If I had to pick an event that summed up our trip, I’d have to go with our trip to the hibachi grill where we were treated to teppanyaki cuisine in a family friendly environment and great fun was had by all. Hibachi is a great metaphor for life because, as pictured, the entertaining chef hurled vegetables through the air and we tried to catch it with our wide open mouths and sometimes a zucchini would smack you in the cheek. What I mean to say is that when a zucchini smacks you in the cheek, you should never give up. Just open your mouth and try again. When your life is dark and stormy, keep your head up, open your mouth, and the world will rain vegetables. Do you see? It is just like that.
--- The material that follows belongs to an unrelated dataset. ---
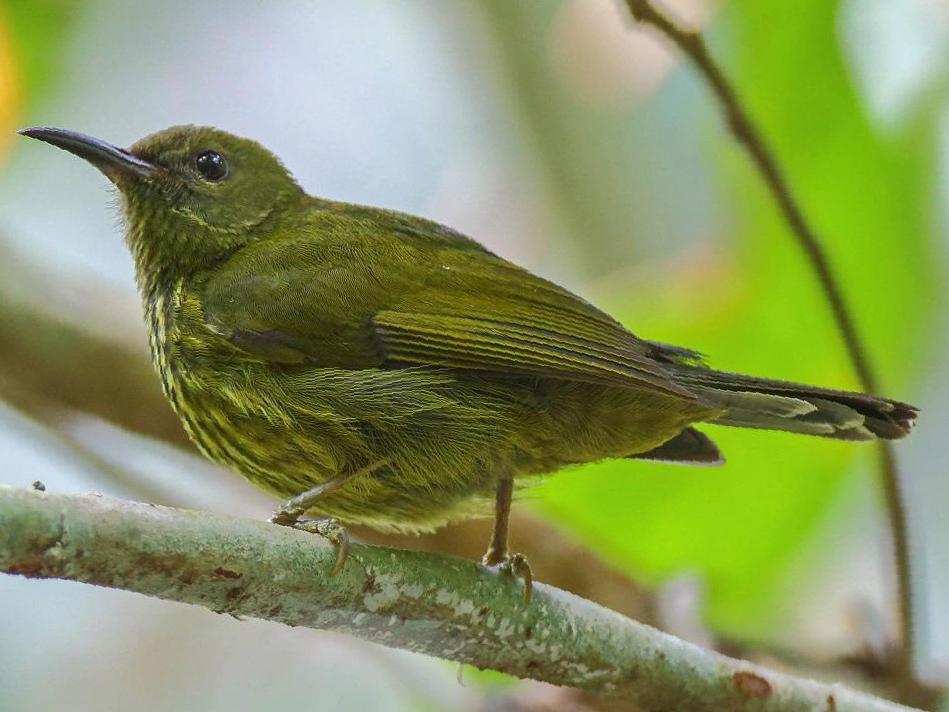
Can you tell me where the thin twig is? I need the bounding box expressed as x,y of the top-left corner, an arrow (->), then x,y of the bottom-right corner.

The chef asked everyone what we wanted to order for lunch and, when my daughter said “Chicken,” he put a rubber chicken on her plate and that’s when we knew that this was a much bigger adventure than your ordinary meal. It was a meal performance. Meal as art. A meal designed to wedge us free from our subjectivity and view our situations from a less literal perspective. Did my daughter want a rubber chicken for lunch? Of course she didn’t. But she didn’t specify that she wanted regular cooked chicken and the chef thwarted all our expectations, resulting in an raucous expenditure of hilarity by all.
When the chef tried to spray sake in my mouth, I refused because I’m a recovering alcoholic and a relapse is still a relapse when a hibachi chef is spraying sake in your mouth. The idea to let him do it crossed my mind, to burn down my entire life in exchange for an endless cycle of depressing my nervous system that harmed everyone who loved me. Isn’t that crazy? I know. It’s the hibachi grill! Burn it!
Speaking of burning it, the chef squirted a bunch of stuff on the hibachi grill, lit it, and an enormous flame nearly singed all our eyelashes. It was really cool because who doesn’t love bonfires on the grill at lunch? Fire makes me think about the way the present is constantly consumed in the fire of the future and how we’re all flames in One Big Soul Fire or something cool like that and maybe love is a fire or lust and passion burns and resentment and it’s better to burn out than to fade away. Heraclitus said the world was a fire and Thales was stoking his fire when he said “The world is full of gods,” and when I was a small boy, I burned my hands very badly in a fire. There’s a Dogen quote about burning so purely that you leave no ash, which is a good way to be, and I love arsonists because, when something gets in their way, they just light it on fire like The Doors and remember when Jimi Hendrix lit his guitar on fire and sprayed it with lighter fluid? That’s how my family is, in a good way. You have to read between the lines.
The chef made a volcano of onions on the hibachi grill and lit it on fire. That is all your ideas about the world, everything you think you know.
Man, he was good with the knives and the spatulas and click clack on the grill and spinning them through the air – mesmerizing. And how does this sum up our trip? I don’t know but that’s exactly it because not knowing is the thing, not knowing what’s coming next but being nimble like a hibachi chef juggling knives and rubber chickens and not taking yourself so serious because life is performance art and, in order to truly see that, you need to burn down the literal, find yourself in metaphors, open your mouth when the zucchinis come, and hug your mom. Hug your mom because your mom loves you and she can finally sleep at night because you order Diet Cokes and pass when it’s your turn to be squirted with sake.